La jornada fue menos tensa, pero parecía claro que los tres días de movilización constituueron un ensayo para persistir en las presiones hasta que el gobierno derogue el decreto de las ocho horas y mejore su oferta del 8% de aumento salarial. Los maestros rurales hicieron efectivo el ensayo con un bloqueo de algunas horas sobre la autopista La Paz-El Alto.
Dirigentes nacionales del magisterio consideraban en la noche sumarse a las próximas medidas de la COB: un paro más extenso o declaración de huelga general indefinida. En la lógica izquierdista, una medida así constituye la antesala de la toma del poder.
El ultimátum de los llamados “movimientos sociales” se cumpliría el lunes. El panorama luce tormentoso, pues a partir de ahí los acontecimientos podrían derivar en un apocalipsis social. Por definición, sería ia situación impredecible.
En el Beni, la marcha de los TIPNIS avanzó desde San Borja unos quince kilómetros y llegó al lugar llamado Santa Ana de Museruna.

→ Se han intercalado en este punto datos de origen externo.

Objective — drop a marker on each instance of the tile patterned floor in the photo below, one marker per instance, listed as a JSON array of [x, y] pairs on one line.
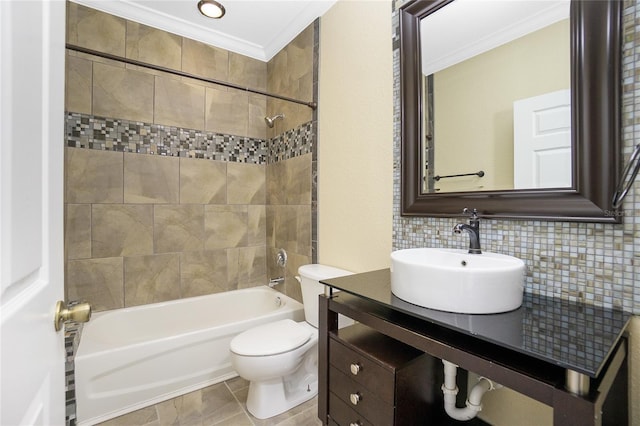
[[221, 404]]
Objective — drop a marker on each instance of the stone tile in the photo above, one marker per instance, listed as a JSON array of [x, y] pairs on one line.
[[246, 183], [78, 82], [227, 111], [203, 181], [237, 383], [282, 225], [203, 272], [219, 403], [233, 268], [151, 179], [247, 72], [252, 266], [154, 46], [180, 104], [178, 228], [205, 60], [93, 176], [276, 181], [122, 93], [121, 230], [237, 420], [95, 30], [151, 279], [98, 281], [298, 180], [257, 128], [290, 417], [147, 416], [303, 230], [77, 241], [225, 226]]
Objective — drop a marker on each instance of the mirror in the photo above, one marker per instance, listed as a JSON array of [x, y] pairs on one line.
[[594, 131], [485, 86]]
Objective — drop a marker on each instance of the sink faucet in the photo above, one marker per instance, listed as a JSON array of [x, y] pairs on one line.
[[473, 229]]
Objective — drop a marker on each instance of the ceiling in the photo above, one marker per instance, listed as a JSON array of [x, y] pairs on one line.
[[494, 23], [255, 28]]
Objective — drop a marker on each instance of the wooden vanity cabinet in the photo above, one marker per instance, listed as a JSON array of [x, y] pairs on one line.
[[376, 380]]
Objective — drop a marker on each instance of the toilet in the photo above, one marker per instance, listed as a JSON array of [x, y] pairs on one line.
[[280, 359]]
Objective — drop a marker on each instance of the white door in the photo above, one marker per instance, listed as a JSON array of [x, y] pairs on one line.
[[31, 211], [542, 141]]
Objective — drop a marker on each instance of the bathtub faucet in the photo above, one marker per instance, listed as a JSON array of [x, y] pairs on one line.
[[275, 281]]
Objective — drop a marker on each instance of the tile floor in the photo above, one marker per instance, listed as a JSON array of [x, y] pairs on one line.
[[220, 404]]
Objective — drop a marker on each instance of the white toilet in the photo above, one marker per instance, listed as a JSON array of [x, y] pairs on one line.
[[280, 359]]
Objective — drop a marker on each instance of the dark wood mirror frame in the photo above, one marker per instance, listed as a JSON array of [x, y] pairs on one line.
[[596, 103]]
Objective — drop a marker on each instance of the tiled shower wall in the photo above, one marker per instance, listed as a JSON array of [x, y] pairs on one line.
[[597, 263], [174, 187]]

Allí, sus dirigentes hicieron conocer la “plataforma indígena” que reclama la plena vigencia de la ley que declaró al TIPNIS intangible y la anulación de la ley con la que el gobierno quiere efectuar una consulta que denomina “previa”. Ahora, la marcha aguarda una respuesta del presidente Morales. La “plataforma” es una amplia política que los indígenas querrían que fuese aplicada. Los puntos principales de ese diseño se encuentran en Erbol, aquí.
Dirigentes del TIPNIS denunciaron que el presidente pretende trasladarse hasta aquel territorio en las próximas horas para re-apuntalar a las organizaciones cuyos dirigentes fueron desconocidos por la Confederación de Indígenas del Oriente Boliviano (CIDOB). Otros dirigentes considerados como se sumaron a la marcha a pesar de haberse comprometido a no hacerlo.
El dirigente Fernando Vargas habría partido rumbo a comunidades dentro del TIPNIS para contrarrestar la presunta jugada presidencial .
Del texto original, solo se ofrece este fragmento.